À l’heure où l’univers de la trésorerie est chamboulé, les journées de l’AFTE qui ont eu lieu le 24 novembre 2020 rassemblaient les professionnels du secteur dans un format virtuel inédit. Ces derniers ont évoqué et débattu autour de sujets d’actualité qui touchent les équipes Finance des grandes entreprises françaises telles que la conformité et la Loi Sapin. Trustpair vous propose de revenir sur certaines conférences de cette journée dans une série de 3 articles. Dans ce compte-rendu, nous intéressons aux enjeux du télétravail et du digital pour les entreprises et la fonction Trésorerie :
Télétravail, défis humains et digitaux
Etaient présents lors de cette conférence :
- David Guyot, associé gérant, Pandat (Modérateur)
- Cyril Merkel, président de la commission » Placements « , AFTE (Modérateur)
- Francine Royer-Cailleaux, directeur Financement, Trésorerie, Crédit Management, Ipsen (Modérateur)

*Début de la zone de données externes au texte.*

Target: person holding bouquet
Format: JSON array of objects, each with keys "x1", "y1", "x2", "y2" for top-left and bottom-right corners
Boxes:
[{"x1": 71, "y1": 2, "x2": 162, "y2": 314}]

- Thierry Auger, chief information security officer and deputy CIO, Groupe Lagardère
- Namia Benmansour-Herpin, fondatrice, Atom
- Isabelle Goupil Fourcy, responsable du front office, Vinci SA
La crise de la COVID a imposé le télétravail à toutes les entreprises françaises. Cela a été vécu comme un moment de sidération par les trésoriers. Des questions basiques en ont découlé : ai-je un ordinateur portable ? Ai-je une imprimante ? Mon responsable me fait-il confiance ?
Le télétravail est-il configuré pour le monde de demain ?
Isabelle Goupil Fourcy, responsable du front office, Vinci SA :
Du jour au lendemain, la trésorerie ainsi que tous les départements de l’entreprise ont basculé en mode confinement. Jusqu’à la veille du confinement, les équipes étaient peu préparées à travailler à distance. Même si de nombreuses entreprises travaillaient sur un PCA. Ce n’était pas envisageable que la trésorerie puisse assurer ses missions à distance. Pourquoi ? Car la plupart des missions sont sédentaires, nécessitent des appareils spécifiques, et le travail en open space permet de fluidifier les échanges.
Le 16 mars, on était encore en train de faire des tests téléphoniques pour basculer sur mobile. On se préparait à télétravailler sous forme de roulement. Mais on a finalement dû partir avec nos écrans et cartons sous les bras : une situation inédite !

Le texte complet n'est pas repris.